Tıbbi uygulama ve kullanım
Doku koruyucu amifostin, ilerlemiş yumurtalık tümörleri, akciğer kanseri, baş ve boyun tümörlerinin yanı sıra prostat kanseri için kemoterapi ve radyasyon tedavisinde de kullanılır. Sisplatin / siklofosfamid ile kombinasyon tedavisi gören yumurtalık kanserli hastalar, kemoterapi veya radyasyon tedavisi konusunda deneyimli bir doktor gözetiminde kemoterapi döngüsünün başında tek bir 910 mg / m KO etil solüsyonu alırlar.
Amifostin veya etilen solüsyonu 15 dakikalık intravenöz kısa süreli infüzyon olarak verilir ve asıl kemoterapi 15 dakika sonra tekrar başlar. Yukarıda adı geçen yumurtalık kanseri olan hastalarda, aktif bileşen, beyaz kan hücrelerindeki düşüş ile tetiklenen kombinasyon terapisi yoluyla enfeksiyon riskini azaltır.
Ayrıca amifostin, kombinasyon tedavisi (sisplatin ile) ile tedavi edilen diğer tümörlerdeki böbrek toksisitesini de azaltır - yeterli sıvı alımını sağlamak için özen gösterilmelidir. Amifostin ayrıca baş ve boyun kanseri hastalarını radyasyon tedavisinin toksik etkilerinden korur.
Riskler ve yan etkiler
Aminothiol bileşiklerine aşırı duyarlılık, düşük tansiyon, sıvı eksikliği, böbrek veya karaciğer yetmezliği durumunda çocuklara ve 70 yaşın üzerindeki hastalara etken madde amifostin veya Ethyol verilmemelidir.
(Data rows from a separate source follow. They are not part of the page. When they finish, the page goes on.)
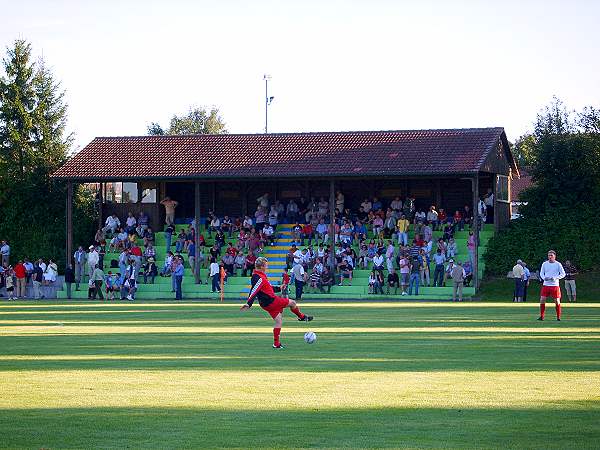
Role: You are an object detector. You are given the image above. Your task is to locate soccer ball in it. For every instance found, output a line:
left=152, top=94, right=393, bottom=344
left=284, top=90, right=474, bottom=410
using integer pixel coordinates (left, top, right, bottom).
left=304, top=331, right=317, bottom=344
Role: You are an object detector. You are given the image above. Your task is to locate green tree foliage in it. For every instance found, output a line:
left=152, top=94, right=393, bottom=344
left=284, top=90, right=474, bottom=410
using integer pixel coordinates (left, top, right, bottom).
left=485, top=100, right=600, bottom=274
left=0, top=40, right=94, bottom=267
left=148, top=108, right=227, bottom=136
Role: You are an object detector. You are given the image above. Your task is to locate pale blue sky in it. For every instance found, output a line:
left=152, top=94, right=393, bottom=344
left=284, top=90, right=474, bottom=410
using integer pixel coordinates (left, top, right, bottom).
left=0, top=0, right=600, bottom=151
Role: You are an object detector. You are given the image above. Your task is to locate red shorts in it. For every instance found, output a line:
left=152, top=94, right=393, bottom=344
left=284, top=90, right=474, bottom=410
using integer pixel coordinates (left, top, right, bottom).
left=261, top=296, right=290, bottom=319
left=540, top=286, right=560, bottom=299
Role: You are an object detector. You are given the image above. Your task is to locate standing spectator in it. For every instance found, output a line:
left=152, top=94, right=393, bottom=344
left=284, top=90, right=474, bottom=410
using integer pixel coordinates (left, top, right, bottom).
left=73, top=245, right=87, bottom=291
left=90, top=264, right=104, bottom=300
left=31, top=262, right=44, bottom=300
left=399, top=255, right=410, bottom=295
left=524, top=261, right=531, bottom=302
left=483, top=189, right=494, bottom=223
left=13, top=261, right=27, bottom=298
left=44, top=259, right=58, bottom=286
left=451, top=261, right=467, bottom=302
left=538, top=250, right=566, bottom=321
left=433, top=248, right=446, bottom=287
left=144, top=257, right=158, bottom=284
left=136, top=211, right=150, bottom=236
left=512, top=259, right=525, bottom=303
left=208, top=258, right=221, bottom=293
left=160, top=197, right=179, bottom=225
left=408, top=256, right=423, bottom=295
left=125, top=211, right=141, bottom=236
left=335, top=191, right=344, bottom=213
left=467, top=230, right=476, bottom=267
left=99, top=213, right=121, bottom=236
left=396, top=214, right=410, bottom=245
left=173, top=258, right=185, bottom=300
left=65, top=264, right=75, bottom=299
left=387, top=269, right=400, bottom=295
left=292, top=258, right=305, bottom=300
left=0, top=240, right=10, bottom=266
left=565, top=260, right=577, bottom=302
left=87, top=245, right=100, bottom=279
left=165, top=224, right=175, bottom=253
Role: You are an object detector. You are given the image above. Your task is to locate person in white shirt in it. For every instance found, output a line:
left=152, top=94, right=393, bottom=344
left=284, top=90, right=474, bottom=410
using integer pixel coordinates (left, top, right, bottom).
left=88, top=245, right=100, bottom=278
left=538, top=250, right=566, bottom=320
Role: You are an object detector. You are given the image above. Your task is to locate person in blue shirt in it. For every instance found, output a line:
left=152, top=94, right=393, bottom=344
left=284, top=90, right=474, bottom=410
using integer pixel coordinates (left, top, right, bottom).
left=173, top=258, right=184, bottom=300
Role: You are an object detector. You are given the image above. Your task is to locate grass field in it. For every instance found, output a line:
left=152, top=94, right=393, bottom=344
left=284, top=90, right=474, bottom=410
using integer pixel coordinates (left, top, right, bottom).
left=0, top=302, right=600, bottom=449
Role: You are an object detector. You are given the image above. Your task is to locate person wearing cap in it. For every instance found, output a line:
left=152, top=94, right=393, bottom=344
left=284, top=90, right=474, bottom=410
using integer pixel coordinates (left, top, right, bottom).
left=87, top=245, right=100, bottom=278
left=144, top=256, right=158, bottom=284
left=513, top=259, right=525, bottom=303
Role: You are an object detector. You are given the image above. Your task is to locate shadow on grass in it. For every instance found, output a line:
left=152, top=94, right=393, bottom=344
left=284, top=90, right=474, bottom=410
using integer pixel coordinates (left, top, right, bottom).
left=0, top=403, right=600, bottom=449
left=0, top=328, right=600, bottom=372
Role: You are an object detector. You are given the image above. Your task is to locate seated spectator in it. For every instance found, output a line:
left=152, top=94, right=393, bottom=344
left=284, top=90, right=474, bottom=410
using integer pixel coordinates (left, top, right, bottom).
left=221, top=252, right=235, bottom=276
left=292, top=222, right=302, bottom=244
left=136, top=211, right=150, bottom=236
left=208, top=215, right=221, bottom=234
left=387, top=269, right=400, bottom=295
left=140, top=227, right=156, bottom=247
left=125, top=211, right=137, bottom=234
left=286, top=199, right=300, bottom=223
left=221, top=216, right=233, bottom=237
left=233, top=251, right=246, bottom=275
left=262, top=223, right=275, bottom=245
left=102, top=214, right=121, bottom=234
left=316, top=218, right=329, bottom=244
left=144, top=257, right=158, bottom=284
left=242, top=250, right=256, bottom=277
left=414, top=209, right=427, bottom=224
left=144, top=244, right=156, bottom=261
left=426, top=205, right=439, bottom=231
left=446, top=237, right=458, bottom=258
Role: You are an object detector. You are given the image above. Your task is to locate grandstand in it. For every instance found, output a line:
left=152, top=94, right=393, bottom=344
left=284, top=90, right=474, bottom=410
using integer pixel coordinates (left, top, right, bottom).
left=53, top=128, right=518, bottom=300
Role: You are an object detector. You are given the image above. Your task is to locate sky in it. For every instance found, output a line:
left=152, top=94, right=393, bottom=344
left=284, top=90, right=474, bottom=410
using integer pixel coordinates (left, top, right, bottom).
left=0, top=0, right=600, bottom=149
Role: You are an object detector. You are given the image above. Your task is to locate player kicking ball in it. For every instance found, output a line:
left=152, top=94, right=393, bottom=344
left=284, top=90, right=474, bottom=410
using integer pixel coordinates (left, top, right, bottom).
left=538, top=250, right=566, bottom=320
left=240, top=257, right=313, bottom=348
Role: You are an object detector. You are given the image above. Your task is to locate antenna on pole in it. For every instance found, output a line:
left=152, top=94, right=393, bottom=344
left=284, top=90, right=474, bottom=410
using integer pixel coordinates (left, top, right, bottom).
left=263, top=74, right=275, bottom=134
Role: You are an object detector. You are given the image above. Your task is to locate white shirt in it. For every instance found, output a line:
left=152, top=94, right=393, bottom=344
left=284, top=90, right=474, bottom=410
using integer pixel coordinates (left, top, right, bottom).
left=292, top=264, right=304, bottom=281
left=209, top=262, right=219, bottom=277
left=540, top=261, right=566, bottom=286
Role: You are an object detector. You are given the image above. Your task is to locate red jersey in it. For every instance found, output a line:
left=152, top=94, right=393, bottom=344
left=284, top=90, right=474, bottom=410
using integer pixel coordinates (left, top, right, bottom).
left=246, top=270, right=276, bottom=308
left=13, top=263, right=27, bottom=278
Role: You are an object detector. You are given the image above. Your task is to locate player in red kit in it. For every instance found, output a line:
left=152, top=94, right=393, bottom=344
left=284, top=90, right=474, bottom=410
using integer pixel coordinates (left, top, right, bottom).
left=240, top=257, right=313, bottom=348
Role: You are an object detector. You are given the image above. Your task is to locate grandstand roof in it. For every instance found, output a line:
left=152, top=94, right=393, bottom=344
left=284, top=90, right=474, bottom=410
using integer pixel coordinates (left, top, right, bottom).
left=53, top=128, right=517, bottom=181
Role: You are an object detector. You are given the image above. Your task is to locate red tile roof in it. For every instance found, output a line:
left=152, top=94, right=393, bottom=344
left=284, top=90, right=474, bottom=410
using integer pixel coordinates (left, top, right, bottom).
left=53, top=128, right=506, bottom=181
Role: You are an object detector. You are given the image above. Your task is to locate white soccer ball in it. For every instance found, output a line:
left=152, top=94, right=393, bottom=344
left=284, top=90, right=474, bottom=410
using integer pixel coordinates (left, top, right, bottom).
left=304, top=331, right=317, bottom=344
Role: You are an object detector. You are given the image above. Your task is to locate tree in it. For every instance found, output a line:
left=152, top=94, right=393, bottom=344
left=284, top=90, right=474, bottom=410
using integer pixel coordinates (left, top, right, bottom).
left=148, top=107, right=227, bottom=136
left=0, top=40, right=94, bottom=267
left=484, top=98, right=600, bottom=274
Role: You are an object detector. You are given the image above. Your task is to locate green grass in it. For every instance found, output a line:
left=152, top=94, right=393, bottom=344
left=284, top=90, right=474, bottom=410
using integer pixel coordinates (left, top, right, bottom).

Ethyol uygulaması her zaman doğurganlığa ve genlere zarar veren ilaçlarla bağlantılı olarak gerçekleştiği için hamilelik ve emzirme de hariç tutulmuştur. En yaygın yan etkiler mide bulantısı, kusma, karaciğer enzim seviyelerinde artış, kan basıncında düşüş, kandaki kalsiyum seviyesinde azalma, sıcak ve uyuşukluktur.
Deri reaksiyonları radyasyon tedavisi gören hastalarda yaygındır (10.000'de 105) ve kemoterapi hastalarında nadiren (10.000'de 7) görülür. Alerjik reaksiyonlar, bazen infüzyondan haftalar sonra döküntü, titreme, göğüs ağrısı ve nefes almada güçlük şeklinde ortaya çıkabilir. Yan etkileri minimumda tutmak için infüzyondan önce yeterli sıvı alımını sağlayın ve tedavi sırasında ve sonrasında kan basıncını izleyin. İnfüzyon sırasında hasta sırtüstü yatmalıdır.
Kan basıncı düşerse, pelvisi kaldırılmalı (Trendelenburg pozisyonu) ve fizyolojik salin solüsyonu verilmelidir. Özel kemoterapi (sisplatin gibi) mide bulantısına neden olursa, doktor etilen uygulamasını kusma önleyici maddelerle birleştirecek ve sıvı dengesini yakından izleyecektir. Yan etkilerin oranı infüzyon süresi arttıkça arttığından, ilgili hekimin infüzyonu yalnızca maksimum 15 dakika vermesi gerekir.